- Born: Rachel Jean Banister 10 March 1917 Alverstoke, Hampshire, England
- Died: 15 February 2013 (aged 95) Ardgour, Inverness-shire, Scotland
- Education: Queen Anne's School; Polish School of Medicine at the University of Edinburgh;
- Fields: Physiology
- Workplaces: Somerville College, University of Oxford
- Notable students: Richard W. Tsien

= Jean Banister =

British biologist (1917–2013)

R. Jean Banister (10 March 1917 – 15 February 2013) was a British physiologist and academic who was a Fellow and Group Leader at Somerville College, Oxford from 1949 to 1984. Her research focused on the vascular system of the lungs and the carotid sinuses of amphibians.
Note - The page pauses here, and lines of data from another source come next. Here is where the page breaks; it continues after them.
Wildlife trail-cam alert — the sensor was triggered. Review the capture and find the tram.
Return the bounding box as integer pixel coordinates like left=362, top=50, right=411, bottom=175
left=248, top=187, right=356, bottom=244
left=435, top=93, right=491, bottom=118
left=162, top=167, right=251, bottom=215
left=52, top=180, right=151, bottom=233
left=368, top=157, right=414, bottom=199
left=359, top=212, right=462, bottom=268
==Early life and education==
Banister was born in Alverstoke, Hampshire on March 10, 1917, and studied at Queen Anne's School in Caversham, Berkshire. She excelled in sports and music, and initially attended the Royal Academy of Music to study flute performance. Following the German invasion of Poland in September 1939, she joined the Polish School of Medicine when it moved to Edinburgh, earning an honors degree in physiology in 1948.

==Career==
Banister became the first woman to be appointed Departmental Demonstrator of the Laboratory of Physiology at Somerville College, Oxford in 1949 and was appointed Tutorial Fellow at the College in 1951. She was known for giving live physiology demonstrations during lectures. She was an early proponent of the framework that eventually became known as evidence-based practice. Following her retirement in 1984, she went on to lecture in Saudi Arabia with the goal of inspiring women medical students.

Banister stood in as "substitute doctoral advisor" for Richard W. Tsien while Tsien's primary advisor Denis Noble was on sabbatical in 1970. Beginning in 2016, The Physiological Society has awarded an annual R Jean Banister Prize Lecture for Early-Career Physiologists.

==Personal life==
A lover of cycling and sports cars, Banister regularly raced Porsches at the Donington Park motorsport circuit in Leicestershire.